The manufacturing sector grew in December, indicating that the sector has some momentum left going into this year. Retailers were generally reporting lukewarm sales growth during the holiday shopping season.
Although the economy is generally trending to decelerating growth, there is one sector in trucking that has seen a boost over the holidays: package delivery companies.
“The continual increase of shopping on the Internet has changed seasonal freight patterns,” Chris Brady, president of Commercial Motor Vehicle Consulting (CMVC) told FleetOwner. “When you purchase goods on the Internet that you normally would’ve purchased at retail outlets, that dampens shipments from distribution centers to retail outlets. It’s a stimulus to the UPS’s and FedEx’s who do home delivery.”
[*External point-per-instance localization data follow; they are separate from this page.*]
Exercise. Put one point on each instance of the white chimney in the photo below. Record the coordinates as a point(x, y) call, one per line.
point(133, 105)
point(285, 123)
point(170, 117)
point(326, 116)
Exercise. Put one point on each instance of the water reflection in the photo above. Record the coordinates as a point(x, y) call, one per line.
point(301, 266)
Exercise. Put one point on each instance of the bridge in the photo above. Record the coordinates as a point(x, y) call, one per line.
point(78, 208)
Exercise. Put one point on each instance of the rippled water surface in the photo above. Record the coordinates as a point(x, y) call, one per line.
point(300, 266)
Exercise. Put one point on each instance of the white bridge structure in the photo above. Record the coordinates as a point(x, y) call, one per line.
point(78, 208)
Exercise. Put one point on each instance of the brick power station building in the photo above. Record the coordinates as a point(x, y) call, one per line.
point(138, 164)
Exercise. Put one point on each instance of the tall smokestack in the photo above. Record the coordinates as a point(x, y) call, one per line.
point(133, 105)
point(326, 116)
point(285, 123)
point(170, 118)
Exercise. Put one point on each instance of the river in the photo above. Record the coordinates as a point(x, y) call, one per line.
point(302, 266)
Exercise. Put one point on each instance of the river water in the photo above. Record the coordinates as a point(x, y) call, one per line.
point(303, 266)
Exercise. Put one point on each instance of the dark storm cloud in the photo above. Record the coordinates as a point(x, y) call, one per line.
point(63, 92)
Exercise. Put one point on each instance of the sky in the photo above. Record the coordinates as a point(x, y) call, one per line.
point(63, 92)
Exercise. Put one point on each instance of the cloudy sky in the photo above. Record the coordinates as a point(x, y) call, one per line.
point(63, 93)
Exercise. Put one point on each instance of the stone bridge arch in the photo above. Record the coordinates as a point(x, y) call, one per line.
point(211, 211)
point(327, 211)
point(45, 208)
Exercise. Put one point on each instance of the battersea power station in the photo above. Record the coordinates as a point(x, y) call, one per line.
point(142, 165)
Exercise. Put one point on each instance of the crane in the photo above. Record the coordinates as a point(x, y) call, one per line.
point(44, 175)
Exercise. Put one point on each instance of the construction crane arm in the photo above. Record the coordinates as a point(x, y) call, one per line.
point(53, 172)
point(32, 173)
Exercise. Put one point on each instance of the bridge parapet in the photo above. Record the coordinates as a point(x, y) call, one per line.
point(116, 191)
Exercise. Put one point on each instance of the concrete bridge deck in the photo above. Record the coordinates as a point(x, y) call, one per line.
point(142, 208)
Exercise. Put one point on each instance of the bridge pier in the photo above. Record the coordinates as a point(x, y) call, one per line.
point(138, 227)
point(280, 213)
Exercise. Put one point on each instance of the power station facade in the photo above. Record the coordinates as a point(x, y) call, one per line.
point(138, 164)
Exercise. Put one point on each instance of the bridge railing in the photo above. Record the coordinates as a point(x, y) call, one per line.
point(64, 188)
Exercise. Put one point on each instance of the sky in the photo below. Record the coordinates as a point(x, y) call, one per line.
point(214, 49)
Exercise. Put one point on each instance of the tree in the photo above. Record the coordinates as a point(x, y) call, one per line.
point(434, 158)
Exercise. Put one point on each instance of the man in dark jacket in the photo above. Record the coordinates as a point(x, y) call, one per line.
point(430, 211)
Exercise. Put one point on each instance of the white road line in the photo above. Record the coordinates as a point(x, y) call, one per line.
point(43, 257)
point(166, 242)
Additionally, the expansion of e-commerce has grown the ranks of last-minute shoppers, observed a FedEx executive during a conference call to investors for its most recent quarter.
“I think one of the things we are seeing in spending a lot of time with our peak season shippers is actually the peak is a bit delayed relative to what we have been seeing historically,” said Mike Glenn, president of FedEx Services. “As more business moves to the Internet, consumers tend to procrastinate a bit more. So on the Express side of the business, we tend to see a bit weaker peak and then much stronger as we move toward Christmas, not as significant as it relates to the other segments.”
“The second thing that’s impacting seasonality is gift cards,” said CMVC’s Chris Brady. “That means products are being purchased after Christmas, rather than before. You’re not getting that surge in freight before the holidays. You don’t see that falloff afterward either because goods are still moving from the distribution center to the retail outlets. These changes in consumer purchasing are impacting freight patterns.”
The extent to which gift cards has impacted freight patterns may be apparent as carriers disclose year-over-year January freight volumes, Brady noted.
The Institute for Supply Management reported its manufacturing index was 51.4 in December, with any score higher than 50 indicating growth. In November, the manufacturing sector contracted as shown by a score of 49.5.
“I think manufacturing is going through its rough patch,” Brady said. “General inventories were a bit high in the fourth quarter. The inventory-to-sales ratio has been trending upward a bit and that would affect the manufacturing side and were seeing the slowdown in manufacturing due to that.”
However, there is little evidence to suggest that consumer spending will decline. This lends credence to the prediction that manufacturing will rebound slightly as retailers work through their excess inventories.